Re: Help, no improvement in FFT speed on a multiprocessor system [message #67897] |
Mon, 07 September 2009 14:30 |
Kenneth P. Bowman
Messages: 585 Registered: May 2000
|
Senior Member |
|
|
In article <4aa56605$1@darkstar>, "Marco" <null@null.net> wrote:
> The arrays are Nx8192 on a side with N a power of 2.
>
> I increased N until the speed dropped of a cliff. Presumably cache/memory
> thrashing.
>
>
> "Kenneth P. Bowman" <k-bowman@null.edu> wrote in message
> news:k-bowman-5D1FE7.08403607092009@news.tamu.edu...

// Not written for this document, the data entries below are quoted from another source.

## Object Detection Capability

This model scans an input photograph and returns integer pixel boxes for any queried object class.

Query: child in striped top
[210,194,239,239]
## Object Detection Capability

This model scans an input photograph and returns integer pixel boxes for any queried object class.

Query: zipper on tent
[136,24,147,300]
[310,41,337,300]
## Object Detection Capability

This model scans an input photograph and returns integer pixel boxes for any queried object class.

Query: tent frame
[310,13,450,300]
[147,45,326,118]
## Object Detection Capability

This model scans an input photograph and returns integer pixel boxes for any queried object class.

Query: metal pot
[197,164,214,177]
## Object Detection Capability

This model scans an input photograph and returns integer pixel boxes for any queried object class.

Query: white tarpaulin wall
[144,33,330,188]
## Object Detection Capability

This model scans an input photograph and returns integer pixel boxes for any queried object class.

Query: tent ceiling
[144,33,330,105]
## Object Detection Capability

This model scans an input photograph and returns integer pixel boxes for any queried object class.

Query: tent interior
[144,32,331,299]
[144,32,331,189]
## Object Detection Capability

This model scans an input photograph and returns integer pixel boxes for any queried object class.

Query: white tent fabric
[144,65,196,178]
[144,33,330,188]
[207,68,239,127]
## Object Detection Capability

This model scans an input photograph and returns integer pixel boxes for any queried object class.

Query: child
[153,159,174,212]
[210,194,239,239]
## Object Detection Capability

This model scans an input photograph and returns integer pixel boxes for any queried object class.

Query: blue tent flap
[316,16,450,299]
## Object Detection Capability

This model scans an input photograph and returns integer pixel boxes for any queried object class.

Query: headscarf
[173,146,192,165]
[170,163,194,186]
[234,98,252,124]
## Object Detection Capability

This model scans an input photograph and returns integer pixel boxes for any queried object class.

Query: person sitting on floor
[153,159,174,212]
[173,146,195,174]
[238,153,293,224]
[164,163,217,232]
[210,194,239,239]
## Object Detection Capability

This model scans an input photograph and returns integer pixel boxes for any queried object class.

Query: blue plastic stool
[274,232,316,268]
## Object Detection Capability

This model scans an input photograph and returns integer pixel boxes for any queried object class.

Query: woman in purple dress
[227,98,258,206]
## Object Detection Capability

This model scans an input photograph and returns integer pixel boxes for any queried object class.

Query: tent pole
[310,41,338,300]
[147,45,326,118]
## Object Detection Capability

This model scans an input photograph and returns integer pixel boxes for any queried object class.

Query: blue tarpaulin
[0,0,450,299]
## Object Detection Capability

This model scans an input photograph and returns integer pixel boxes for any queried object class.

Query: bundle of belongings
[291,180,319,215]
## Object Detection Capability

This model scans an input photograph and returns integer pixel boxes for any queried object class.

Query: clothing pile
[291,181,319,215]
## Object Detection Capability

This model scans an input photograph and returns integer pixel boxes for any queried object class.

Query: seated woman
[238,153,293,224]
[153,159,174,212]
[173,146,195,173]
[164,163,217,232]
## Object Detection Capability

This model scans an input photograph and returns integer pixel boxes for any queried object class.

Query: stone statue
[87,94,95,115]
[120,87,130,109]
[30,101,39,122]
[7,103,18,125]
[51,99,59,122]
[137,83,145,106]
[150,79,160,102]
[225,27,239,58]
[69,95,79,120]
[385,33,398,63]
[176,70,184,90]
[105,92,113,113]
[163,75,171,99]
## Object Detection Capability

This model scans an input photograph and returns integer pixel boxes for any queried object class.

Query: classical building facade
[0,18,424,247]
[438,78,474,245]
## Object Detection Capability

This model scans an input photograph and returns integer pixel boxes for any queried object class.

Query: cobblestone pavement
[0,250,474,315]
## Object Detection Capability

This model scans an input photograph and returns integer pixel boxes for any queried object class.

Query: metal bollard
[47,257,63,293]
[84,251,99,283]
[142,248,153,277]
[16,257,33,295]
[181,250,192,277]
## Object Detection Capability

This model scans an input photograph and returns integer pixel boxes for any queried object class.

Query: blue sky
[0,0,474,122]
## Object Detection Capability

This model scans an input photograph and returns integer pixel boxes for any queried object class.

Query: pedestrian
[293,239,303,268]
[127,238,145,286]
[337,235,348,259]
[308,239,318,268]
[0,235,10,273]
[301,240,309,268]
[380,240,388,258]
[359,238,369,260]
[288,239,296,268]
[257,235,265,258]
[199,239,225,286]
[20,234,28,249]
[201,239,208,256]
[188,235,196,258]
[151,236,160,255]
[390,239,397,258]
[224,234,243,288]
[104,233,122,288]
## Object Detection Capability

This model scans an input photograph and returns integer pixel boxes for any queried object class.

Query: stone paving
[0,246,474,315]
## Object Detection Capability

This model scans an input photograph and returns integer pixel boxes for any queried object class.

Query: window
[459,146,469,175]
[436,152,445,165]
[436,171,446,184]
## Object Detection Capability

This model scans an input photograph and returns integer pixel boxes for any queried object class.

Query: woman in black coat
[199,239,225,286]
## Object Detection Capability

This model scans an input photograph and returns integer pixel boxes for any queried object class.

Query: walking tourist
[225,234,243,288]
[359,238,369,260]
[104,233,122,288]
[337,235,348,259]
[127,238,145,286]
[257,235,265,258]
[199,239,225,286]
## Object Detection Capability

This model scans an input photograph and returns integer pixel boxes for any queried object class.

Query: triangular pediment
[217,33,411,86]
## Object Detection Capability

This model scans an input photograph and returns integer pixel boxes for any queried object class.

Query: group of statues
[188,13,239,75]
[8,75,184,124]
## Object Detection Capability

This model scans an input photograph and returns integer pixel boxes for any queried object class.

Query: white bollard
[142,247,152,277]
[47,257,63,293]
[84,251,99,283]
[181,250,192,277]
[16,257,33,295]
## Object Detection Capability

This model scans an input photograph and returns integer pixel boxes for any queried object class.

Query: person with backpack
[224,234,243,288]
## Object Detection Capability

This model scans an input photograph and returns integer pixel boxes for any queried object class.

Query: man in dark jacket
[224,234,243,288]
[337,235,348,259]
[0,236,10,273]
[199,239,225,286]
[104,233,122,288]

>> In article <4aa34391$1@darkstar>, "Marco" <null@null.net> wrote:
>>
>>> I'm running IDL 7.1 on a Linux 2.6. This is an HP quad processor with
>>> each
>>> processors having 6 cores for 24 cores total.
>>>
>>> Doing large 2-D FFTs (>8Kx8K) I get no benefit from the extra
>>> processors.
I don't know how the Intel cache architecture works, but on some
processors (e.g., IBM Power), a cache miss causes a whole cache
line to be loaded from memory. If you are working on large arrays
and taking large strides through memory, every memory access
can cause a cache miss. This has the effect of completely
destroying the advantages of having a cache. Arrays dimensioned
by powers of two can be the worst cases.
I don't know an easy solution. You could do N 1-D FFTs of size
8192, transpose the output, and then do 8192 1-D FFTs of size N.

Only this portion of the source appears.